About the Nobel prize, two years ago
The last time an American won the Nobel Peace Prize, two years ago, I posted an item that I think has more relevance now. That winner was of course Al Gore. The remarks began as follows:
"I am old enough... well, there are many ways to end that sentence, but for now: I am old enough to remember, from my school years, the disdainful reaction in my home town to the news that Martin Luther King had won the Nobel Peace Prize in 1964.
"The reaction was, of course, racial at its root. This was a majority-white, minority-Hispanic small town with very few black residents, which went for Barry Goldwater over Lyndon Johnson in the presidential election that same fall. [And narrowly went for McCain over Obama last year, while California as a whole went strongly for Obama.]
"But the stated form of the objection concerned not King's race but his obnoxiousness as a man. He was a windbag. He was pompous and self-dramatizing, He was holier than thou. Plus, he had started getting involved where he didn't belong, in raising questions about the Vietnam War. Through the rest of Martin Luther King's life, the father of my best home-town friend always went out of his way to refer sneeringly to "Martin Luther Nobel."
"As is the case now with some similar complaints about Al Gore, the criticisms weren't about nothing...." [continues here]

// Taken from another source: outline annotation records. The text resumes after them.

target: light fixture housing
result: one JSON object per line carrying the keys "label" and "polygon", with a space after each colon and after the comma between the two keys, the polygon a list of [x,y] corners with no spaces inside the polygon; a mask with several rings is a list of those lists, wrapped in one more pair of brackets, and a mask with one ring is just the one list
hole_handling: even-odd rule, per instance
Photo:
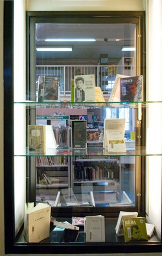
{"label": "light fixture housing", "polygon": [[72,46],[37,47],[38,51],[72,51]]}
{"label": "light fixture housing", "polygon": [[45,42],[95,42],[94,38],[47,38]]}
{"label": "light fixture housing", "polygon": [[122,51],[135,51],[135,47],[134,46],[122,46]]}

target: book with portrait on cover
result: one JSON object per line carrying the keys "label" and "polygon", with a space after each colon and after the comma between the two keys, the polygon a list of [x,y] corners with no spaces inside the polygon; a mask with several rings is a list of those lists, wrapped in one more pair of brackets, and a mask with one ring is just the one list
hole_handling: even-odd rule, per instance
{"label": "book with portrait on cover", "polygon": [[121,101],[141,102],[143,100],[143,76],[137,76],[120,79]]}
{"label": "book with portrait on cover", "polygon": [[75,102],[95,102],[95,75],[75,76],[74,82]]}
{"label": "book with portrait on cover", "polygon": [[145,218],[124,218],[122,221],[125,242],[148,240]]}

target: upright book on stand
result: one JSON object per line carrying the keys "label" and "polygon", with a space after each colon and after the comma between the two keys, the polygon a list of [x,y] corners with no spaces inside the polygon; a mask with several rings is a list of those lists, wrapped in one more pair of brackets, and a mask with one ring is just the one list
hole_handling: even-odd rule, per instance
{"label": "upright book on stand", "polygon": [[38,203],[34,207],[31,203],[27,208],[25,235],[28,242],[38,242],[49,236],[51,206]]}
{"label": "upright book on stand", "polygon": [[125,153],[125,119],[105,119],[103,147],[110,153]]}
{"label": "upright book on stand", "polygon": [[95,75],[75,76],[75,102],[95,102]]}
{"label": "upright book on stand", "polygon": [[120,79],[121,101],[141,102],[143,99],[143,76],[137,76]]}

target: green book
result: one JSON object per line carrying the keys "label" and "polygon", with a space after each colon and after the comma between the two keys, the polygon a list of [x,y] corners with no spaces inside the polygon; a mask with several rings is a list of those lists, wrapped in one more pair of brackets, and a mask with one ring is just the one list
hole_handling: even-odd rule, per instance
{"label": "green book", "polygon": [[125,242],[148,240],[144,217],[124,218],[122,221]]}

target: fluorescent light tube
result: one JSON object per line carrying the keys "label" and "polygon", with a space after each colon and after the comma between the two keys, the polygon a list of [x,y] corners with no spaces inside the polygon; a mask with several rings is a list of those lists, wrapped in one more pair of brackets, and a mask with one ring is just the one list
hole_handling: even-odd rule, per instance
{"label": "fluorescent light tube", "polygon": [[91,38],[47,38],[45,40],[45,42],[95,42],[95,39]]}
{"label": "fluorescent light tube", "polygon": [[121,50],[123,51],[135,51],[135,47],[123,46]]}
{"label": "fluorescent light tube", "polygon": [[38,47],[38,51],[72,51],[72,47]]}

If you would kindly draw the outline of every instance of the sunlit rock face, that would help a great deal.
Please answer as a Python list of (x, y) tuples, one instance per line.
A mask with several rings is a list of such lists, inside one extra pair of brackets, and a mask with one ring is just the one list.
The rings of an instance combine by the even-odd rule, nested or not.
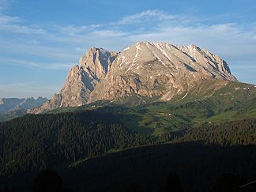
[(215, 80), (237, 81), (225, 61), (195, 45), (139, 42), (119, 53), (92, 47), (70, 70), (60, 92), (30, 112), (114, 101), (134, 94), (171, 100)]

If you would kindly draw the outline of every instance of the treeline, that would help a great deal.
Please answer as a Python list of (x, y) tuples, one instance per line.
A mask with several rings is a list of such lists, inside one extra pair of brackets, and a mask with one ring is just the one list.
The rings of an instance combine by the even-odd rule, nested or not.
[(255, 119), (186, 126), (156, 139), (126, 129), (124, 112), (107, 107), (0, 123), (0, 186), (28, 191), (26, 182), (45, 169), (58, 170), (75, 191), (163, 191), (172, 171), (183, 191), (213, 191), (224, 172), (256, 179)]
[(0, 175), (56, 168), (109, 150), (151, 145), (118, 116), (93, 111), (26, 115), (0, 124)]
[(256, 119), (186, 127), (179, 131), (164, 134), (161, 140), (168, 142), (202, 141), (205, 145), (220, 146), (256, 145)]

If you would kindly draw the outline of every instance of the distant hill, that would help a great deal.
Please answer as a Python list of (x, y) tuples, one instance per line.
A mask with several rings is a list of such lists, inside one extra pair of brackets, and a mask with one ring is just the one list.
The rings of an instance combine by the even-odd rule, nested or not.
[(60, 92), (29, 112), (132, 96), (169, 101), (199, 93), (205, 84), (217, 90), (229, 81), (237, 80), (228, 63), (195, 45), (138, 42), (119, 53), (92, 47), (70, 70)]

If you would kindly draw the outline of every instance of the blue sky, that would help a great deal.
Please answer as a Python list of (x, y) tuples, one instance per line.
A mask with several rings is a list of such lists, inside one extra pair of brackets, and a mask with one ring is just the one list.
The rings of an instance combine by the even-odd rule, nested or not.
[(50, 98), (90, 47), (142, 40), (202, 47), (256, 84), (255, 0), (0, 0), (0, 97)]

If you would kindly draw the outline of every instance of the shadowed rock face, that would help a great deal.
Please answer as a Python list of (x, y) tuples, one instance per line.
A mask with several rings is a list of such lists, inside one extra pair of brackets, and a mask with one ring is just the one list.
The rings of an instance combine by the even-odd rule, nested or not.
[(30, 112), (115, 100), (137, 94), (171, 100), (205, 81), (237, 81), (227, 62), (195, 45), (139, 42), (120, 53), (89, 49), (73, 66), (58, 94)]

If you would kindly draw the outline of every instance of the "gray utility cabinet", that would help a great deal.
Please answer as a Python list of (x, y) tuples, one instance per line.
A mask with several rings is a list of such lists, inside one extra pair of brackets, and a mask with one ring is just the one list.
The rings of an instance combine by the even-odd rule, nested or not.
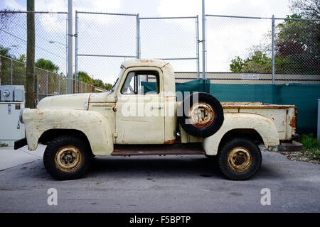
[(24, 86), (0, 86), (0, 143), (14, 146), (14, 141), (25, 137), (24, 125), (19, 121), (24, 109)]

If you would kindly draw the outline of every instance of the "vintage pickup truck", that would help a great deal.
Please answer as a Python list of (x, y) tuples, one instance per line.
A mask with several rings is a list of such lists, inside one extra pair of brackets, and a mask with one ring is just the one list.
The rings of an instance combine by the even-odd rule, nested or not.
[(127, 61), (110, 92), (46, 97), (22, 110), (26, 138), (15, 149), (48, 145), (44, 166), (58, 179), (80, 177), (96, 155), (203, 155), (216, 156), (227, 178), (242, 180), (261, 165), (259, 145), (301, 148), (292, 140), (294, 106), (220, 103), (205, 92), (178, 96), (169, 63)]

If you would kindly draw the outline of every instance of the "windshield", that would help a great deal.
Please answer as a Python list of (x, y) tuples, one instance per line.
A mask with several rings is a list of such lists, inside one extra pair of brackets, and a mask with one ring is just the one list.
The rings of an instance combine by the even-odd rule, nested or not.
[(112, 92), (114, 92), (114, 90), (116, 89), (117, 87), (118, 86), (119, 79), (120, 78), (120, 76), (122, 74), (122, 71), (123, 71), (123, 68), (121, 67), (120, 68), (120, 72), (119, 72), (119, 74), (118, 74), (118, 78), (117, 78), (117, 80), (114, 82), (114, 84), (113, 84), (112, 89), (111, 89)]

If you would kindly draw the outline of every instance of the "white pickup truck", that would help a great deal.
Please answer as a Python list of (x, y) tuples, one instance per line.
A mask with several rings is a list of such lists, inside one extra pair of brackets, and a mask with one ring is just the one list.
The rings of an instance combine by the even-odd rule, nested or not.
[(95, 155), (203, 155), (218, 157), (223, 175), (241, 180), (261, 165), (258, 145), (302, 146), (292, 140), (294, 106), (220, 103), (204, 92), (179, 96), (169, 63), (127, 61), (110, 92), (47, 97), (21, 111), (26, 138), (15, 149), (48, 145), (44, 166), (58, 179), (80, 177)]

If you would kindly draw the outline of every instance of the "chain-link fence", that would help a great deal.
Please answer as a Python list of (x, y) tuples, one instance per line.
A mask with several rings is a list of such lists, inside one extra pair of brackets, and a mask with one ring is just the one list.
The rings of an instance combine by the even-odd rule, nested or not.
[(75, 74), (113, 83), (121, 62), (138, 57), (137, 17), (75, 11)]
[(212, 83), (320, 83), (320, 20), (218, 15), (206, 20), (206, 77)]
[[(0, 54), (26, 62), (27, 12), (0, 11)], [(65, 12), (34, 12), (35, 60), (50, 61), (53, 70), (67, 74)], [(37, 63), (38, 62), (38, 63)]]
[[(3, 55), (0, 55), (0, 63), (1, 85), (26, 86), (26, 63)], [(63, 73), (58, 74), (35, 67), (35, 99), (38, 101), (48, 96), (67, 94), (67, 79)], [(74, 84), (73, 79), (73, 86)], [(79, 93), (105, 91), (82, 82), (78, 82), (78, 84)]]
[(75, 74), (116, 80), (123, 61), (170, 61), (176, 70), (199, 71), (198, 16), (142, 18), (139, 14), (75, 13)]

The complaint about Obama will of course be that he has not yet "earned" the prize, and of course that criticism isn't about nothing. But there's something more at work too. More to come in this space too, about Obama's remarks, by this evening. Mainly noting this previous item in a parallel situation. It also included this disclaimer:
"There are a few choices that look fishy in retrospect. (Henry Kissinger and Le Duc Tho in 1973??? Arafat as co-winner with Peres and Rabin in 1994?) But the great majority stand up very well. Desmond Tutu, and then Mandela and deKlerk. Albert Schweitzer. George C. Marshall. Lech Walesa, Willy Brandt, and Mikhail Gorbachev. The Dalai Lama and Aung San Suu Kyi. The Norwegian Nobel Institute has earned the benefit of the doubt for choosing people whose achievements will stand up over time."